What do Crown Heights, Winnipeg Canada, and TikTok have in common?
For starters, they are only some of the places where you can find fluent Yiddish speakers today.
Yiddish, which directly translates to “Jewish,” is the language of Ashkenazi Jews — the vernacular of Jewish communities in central and eastern European countries.
In the 1940s, it is estimated that around 11 million people spoke Yiddish, according to the Center for Applied Linguistics. The Holocaust destroyed most of the world’s Yiddish population, and the number of native Yiddish speakers has continued to decrease as we move further away from the pre-Holocaust world.
Today, it is estimated that there are under 1 million total Yiddish speakers in the world.
Given this reality, members of the Jewish community, anthropologists, demographers, and linguists have all wrestled with the question: is Yiddish a dying language?
Some scholars would say no. They believe the number of Yiddish speakers is no longer declining and may actually be on the rise, according to Rutgers University’s Jewish Studies department, which offers instruction in Yiddish and courses on Yiddish literature and culture.
We at Unpacked agree that it seems Yiddish is once again ‘having a moment.’
Earlier this year, the language-learning site Duolingo released a Yiddish course, which sparked a lot of excitement in the Jewish community (on Twitter and beyond).
So, you learned Yiddish on Duolingo (or from your Bubbie), but now you’re wondering where you can use it. Here’s our guide:
In the Hasidic Jewish world
The most obvious answer? Take a trip to any Hasidic (Orthodox) Jewish community in the world. From Williamsburg, New York, to Outremont, Montreal, or Mea She’arim, Jerusalem, you will find communities that fully function in Yiddish.
This practice is rooted in the ideology of maintaining the customs and traditions of Jews in shtetl-times.
“At one time, some people suspected Hasidim only spoke Yiddish as part of their traditional values,” Rukhl Schaechter, editor of the Yiddish Forverts told me. “But that is changing. There is a Yiddish revival movement within Hasidic culture too.”
“Every other week I see a new Yiddish song being posted on YouTube,” she said. “And some of these songs are not religious at all.
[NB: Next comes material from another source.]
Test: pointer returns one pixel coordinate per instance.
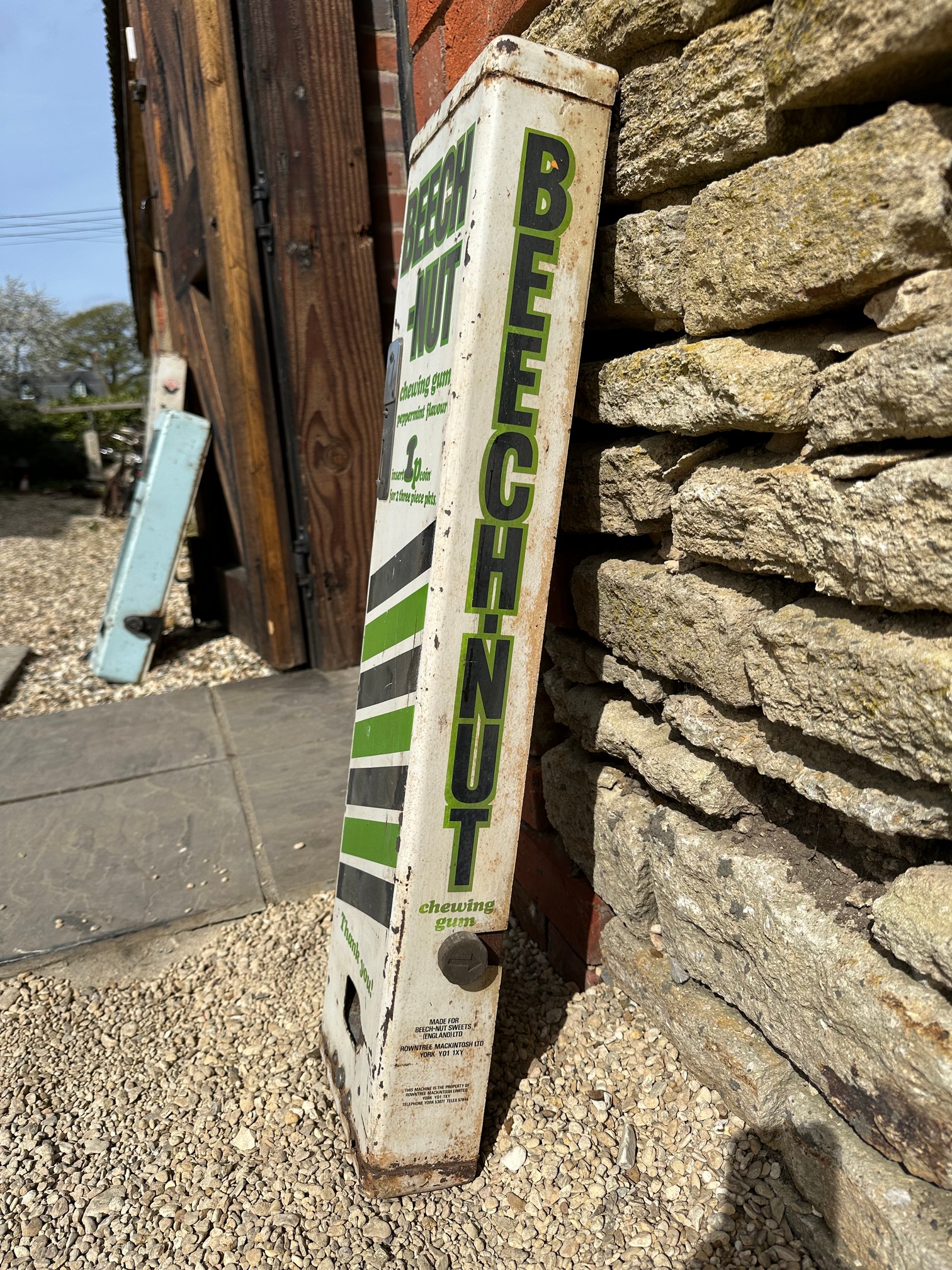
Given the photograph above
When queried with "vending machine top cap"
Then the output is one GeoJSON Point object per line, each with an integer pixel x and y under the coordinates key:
{"type": "Point", "coordinates": [532, 64]}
They’re about feelings, about living within the community.”
In more places than you may think
Even outside of the Hasidic Jewish world, Yiddish is the vernacular in homes across the world.
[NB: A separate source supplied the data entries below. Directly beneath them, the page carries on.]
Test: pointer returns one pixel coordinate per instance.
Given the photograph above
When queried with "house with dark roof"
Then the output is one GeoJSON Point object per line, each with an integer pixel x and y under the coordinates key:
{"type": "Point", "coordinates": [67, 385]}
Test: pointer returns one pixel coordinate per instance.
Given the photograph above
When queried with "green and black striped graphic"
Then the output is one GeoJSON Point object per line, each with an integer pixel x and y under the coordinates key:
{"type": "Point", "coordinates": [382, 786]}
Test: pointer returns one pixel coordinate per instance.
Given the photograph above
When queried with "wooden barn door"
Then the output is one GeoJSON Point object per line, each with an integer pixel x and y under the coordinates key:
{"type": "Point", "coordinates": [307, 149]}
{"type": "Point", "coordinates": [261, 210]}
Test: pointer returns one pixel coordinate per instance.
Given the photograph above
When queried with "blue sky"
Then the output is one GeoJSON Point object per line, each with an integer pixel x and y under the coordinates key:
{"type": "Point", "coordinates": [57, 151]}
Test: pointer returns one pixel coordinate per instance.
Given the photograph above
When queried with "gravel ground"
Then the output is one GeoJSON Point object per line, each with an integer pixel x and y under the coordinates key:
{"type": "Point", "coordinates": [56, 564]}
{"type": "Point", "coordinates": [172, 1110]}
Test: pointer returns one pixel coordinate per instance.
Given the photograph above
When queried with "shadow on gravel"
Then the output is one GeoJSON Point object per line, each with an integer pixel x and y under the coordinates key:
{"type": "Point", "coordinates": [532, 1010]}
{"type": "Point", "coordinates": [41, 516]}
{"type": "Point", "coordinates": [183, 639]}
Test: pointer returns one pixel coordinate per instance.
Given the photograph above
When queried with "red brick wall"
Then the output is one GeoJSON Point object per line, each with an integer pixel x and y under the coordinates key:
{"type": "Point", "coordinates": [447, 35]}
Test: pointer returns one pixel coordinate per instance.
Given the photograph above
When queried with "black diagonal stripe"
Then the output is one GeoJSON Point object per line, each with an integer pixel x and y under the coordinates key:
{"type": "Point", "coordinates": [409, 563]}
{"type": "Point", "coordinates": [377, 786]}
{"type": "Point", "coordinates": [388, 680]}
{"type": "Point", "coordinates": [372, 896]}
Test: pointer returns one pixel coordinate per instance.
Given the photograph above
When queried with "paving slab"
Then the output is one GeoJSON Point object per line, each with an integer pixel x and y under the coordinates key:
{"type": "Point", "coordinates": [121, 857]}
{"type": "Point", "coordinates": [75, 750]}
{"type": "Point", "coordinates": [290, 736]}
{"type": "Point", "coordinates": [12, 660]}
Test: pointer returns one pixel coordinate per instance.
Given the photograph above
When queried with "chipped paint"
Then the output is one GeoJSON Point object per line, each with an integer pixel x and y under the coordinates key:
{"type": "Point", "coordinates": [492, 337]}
Take, for example, our very own assistant director of education, Avi Posen, who grew up speaking Yiddish in Winnipeg, Canada.
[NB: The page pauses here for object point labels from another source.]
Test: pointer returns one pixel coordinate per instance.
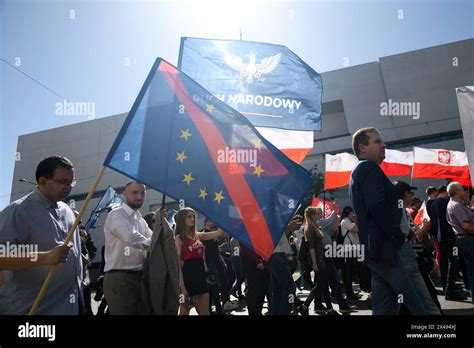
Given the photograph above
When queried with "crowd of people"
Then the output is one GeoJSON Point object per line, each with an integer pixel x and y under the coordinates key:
{"type": "Point", "coordinates": [152, 266]}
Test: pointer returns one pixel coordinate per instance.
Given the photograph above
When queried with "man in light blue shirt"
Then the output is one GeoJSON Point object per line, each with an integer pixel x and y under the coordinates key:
{"type": "Point", "coordinates": [32, 231]}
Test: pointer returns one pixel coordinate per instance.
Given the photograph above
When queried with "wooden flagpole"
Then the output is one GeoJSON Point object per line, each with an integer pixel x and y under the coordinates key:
{"type": "Point", "coordinates": [68, 239]}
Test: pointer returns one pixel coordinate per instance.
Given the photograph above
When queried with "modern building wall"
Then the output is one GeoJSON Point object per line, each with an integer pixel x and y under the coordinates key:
{"type": "Point", "coordinates": [351, 100]}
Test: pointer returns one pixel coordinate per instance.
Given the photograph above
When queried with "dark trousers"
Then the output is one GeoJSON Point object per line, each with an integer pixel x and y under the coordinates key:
{"type": "Point", "coordinates": [349, 270]}
{"type": "Point", "coordinates": [257, 285]}
{"type": "Point", "coordinates": [283, 286]}
{"type": "Point", "coordinates": [239, 275]}
{"type": "Point", "coordinates": [214, 287]}
{"type": "Point", "coordinates": [306, 274]}
{"type": "Point", "coordinates": [364, 277]}
{"type": "Point", "coordinates": [466, 250]}
{"type": "Point", "coordinates": [449, 265]}
{"type": "Point", "coordinates": [326, 276]}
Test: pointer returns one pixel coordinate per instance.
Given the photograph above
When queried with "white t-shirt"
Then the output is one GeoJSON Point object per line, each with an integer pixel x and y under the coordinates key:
{"type": "Point", "coordinates": [352, 237]}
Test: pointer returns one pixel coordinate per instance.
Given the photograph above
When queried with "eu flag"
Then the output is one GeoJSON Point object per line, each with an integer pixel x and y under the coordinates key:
{"type": "Point", "coordinates": [181, 140]}
{"type": "Point", "coordinates": [109, 200]}
{"type": "Point", "coordinates": [267, 83]}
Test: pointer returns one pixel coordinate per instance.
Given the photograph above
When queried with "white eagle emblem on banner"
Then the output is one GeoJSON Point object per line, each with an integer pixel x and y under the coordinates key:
{"type": "Point", "coordinates": [253, 71]}
{"type": "Point", "coordinates": [444, 157]}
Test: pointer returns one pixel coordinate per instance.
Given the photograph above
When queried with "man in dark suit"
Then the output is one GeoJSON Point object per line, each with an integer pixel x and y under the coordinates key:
{"type": "Point", "coordinates": [449, 263]}
{"type": "Point", "coordinates": [383, 228]}
{"type": "Point", "coordinates": [160, 283]}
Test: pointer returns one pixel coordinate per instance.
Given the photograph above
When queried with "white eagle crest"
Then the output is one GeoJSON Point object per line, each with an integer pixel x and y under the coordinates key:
{"type": "Point", "coordinates": [252, 70]}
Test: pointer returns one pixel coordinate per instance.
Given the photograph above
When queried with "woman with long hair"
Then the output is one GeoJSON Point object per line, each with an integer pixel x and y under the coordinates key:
{"type": "Point", "coordinates": [193, 282]}
{"type": "Point", "coordinates": [324, 269]}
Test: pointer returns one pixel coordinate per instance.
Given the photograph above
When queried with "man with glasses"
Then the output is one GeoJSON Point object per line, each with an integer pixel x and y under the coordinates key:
{"type": "Point", "coordinates": [35, 226]}
{"type": "Point", "coordinates": [127, 238]}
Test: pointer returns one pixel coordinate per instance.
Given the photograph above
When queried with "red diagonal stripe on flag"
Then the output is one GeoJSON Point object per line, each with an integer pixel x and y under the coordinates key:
{"type": "Point", "coordinates": [236, 185]}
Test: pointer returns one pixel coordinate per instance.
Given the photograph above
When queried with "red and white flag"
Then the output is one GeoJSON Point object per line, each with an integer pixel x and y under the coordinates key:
{"type": "Point", "coordinates": [397, 163]}
{"type": "Point", "coordinates": [422, 215]}
{"type": "Point", "coordinates": [339, 169]}
{"type": "Point", "coordinates": [330, 206]}
{"type": "Point", "coordinates": [440, 164]}
{"type": "Point", "coordinates": [294, 144]}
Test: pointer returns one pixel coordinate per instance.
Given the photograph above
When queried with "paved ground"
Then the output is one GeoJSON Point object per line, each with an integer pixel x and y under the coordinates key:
{"type": "Point", "coordinates": [449, 307]}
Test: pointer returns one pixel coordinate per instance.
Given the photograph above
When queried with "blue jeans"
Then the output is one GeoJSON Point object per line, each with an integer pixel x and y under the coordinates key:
{"type": "Point", "coordinates": [466, 249]}
{"type": "Point", "coordinates": [401, 283]}
{"type": "Point", "coordinates": [283, 286]}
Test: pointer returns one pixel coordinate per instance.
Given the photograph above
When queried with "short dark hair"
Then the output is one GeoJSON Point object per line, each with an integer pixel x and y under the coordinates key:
{"type": "Point", "coordinates": [430, 190]}
{"type": "Point", "coordinates": [346, 211]}
{"type": "Point", "coordinates": [134, 181]}
{"type": "Point", "coordinates": [47, 166]}
{"type": "Point", "coordinates": [361, 136]}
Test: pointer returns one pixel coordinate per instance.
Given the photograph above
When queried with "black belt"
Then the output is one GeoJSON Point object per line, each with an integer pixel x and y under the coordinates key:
{"type": "Point", "coordinates": [127, 271]}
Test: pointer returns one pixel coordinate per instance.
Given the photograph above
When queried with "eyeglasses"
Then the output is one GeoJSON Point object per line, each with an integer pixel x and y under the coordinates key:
{"type": "Point", "coordinates": [64, 182]}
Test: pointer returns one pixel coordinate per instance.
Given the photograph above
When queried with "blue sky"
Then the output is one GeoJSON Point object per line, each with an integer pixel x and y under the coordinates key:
{"type": "Point", "coordinates": [79, 50]}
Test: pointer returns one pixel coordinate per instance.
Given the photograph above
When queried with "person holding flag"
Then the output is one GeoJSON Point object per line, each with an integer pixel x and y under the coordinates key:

“Many people would probably identify with hearing, maybe their grandparents, speaking Yiddish so that their parents wouldn’t understand, and that was sort of like their secret language” he explained about his unique Yiddish connection.
“In my family, that didn’t work because my dad decided when we were born that he was going to speak to us solely in Yiddish.”
On one side of his family, Posen’s great-grandparents helped establish a socialist Yiddish school in Winnipeg in the early 1900s. On the other side, his grandparents are Holocaust survivors who regularly spoke to him in Yiddish.
“So it wasn’t coming from a Hasidic side, it was from the generations of Yiddish speakers in my family who came before me,” he said.
Posen went on to study education and as a teacher at Winnipeg’s only Jewish secondary school, one of the subjects he taught was Yiddish. To him, it was a powerful way to connect students with Jewish history and culture.
Schaechter believes a growing population of Yiddish speakers in non-Hasidic communities might help to bridge the gap between modernity and the Hasidic world, and Posen can attest to that theory.
“I live a block away from this Hasidic Yeshiva here in Haifa,” he told me. “And sometimes at night, when I’m walking the dog, I’ll start speaking to some of the Yeshiva boys in Yiddish and they get this very fascinated look on their face because they don’t understand why someone that isn’t dressed in Hasidic garb knows Yiddish.”
“In the end, they’re really excited by it. We connect, speak and suddenly they feel a deep connection with me even though I don’t look like them.”
Even on Tik Tok
Perhaps the most surprising place a Yiddish-speaker might find community is somewhere that can be accessed from anywhere in the world: on Yiddish TikTok.
For those that aren’t familiar with TikTok, the algorithm tends to place users on different ‘sides’ of the app (gardening Tik Tok or Jewish TikTok or Book-Tok, to name a few examples).
Yiddish TikTok has garnered quite a following.
The hashtag “Yiddish TikTok” has over 4.4 million views and “#Yiddish” has over 24 million views.
The video topics range from music and culture to education. By the looks of it, many of the users engaging with those hashtags are Yiddish-learners using TikTok as a platform to learn and meet other students.
Or to share Yiddish pick up lines.
Bottom line: Yiddish can be heard in Brooklyn, by the beach in Haifa, in one of North America’s coldest cities, or even pop up on your TikTok feed. Does that sound like a dying language? I’ll let you be the judge of that.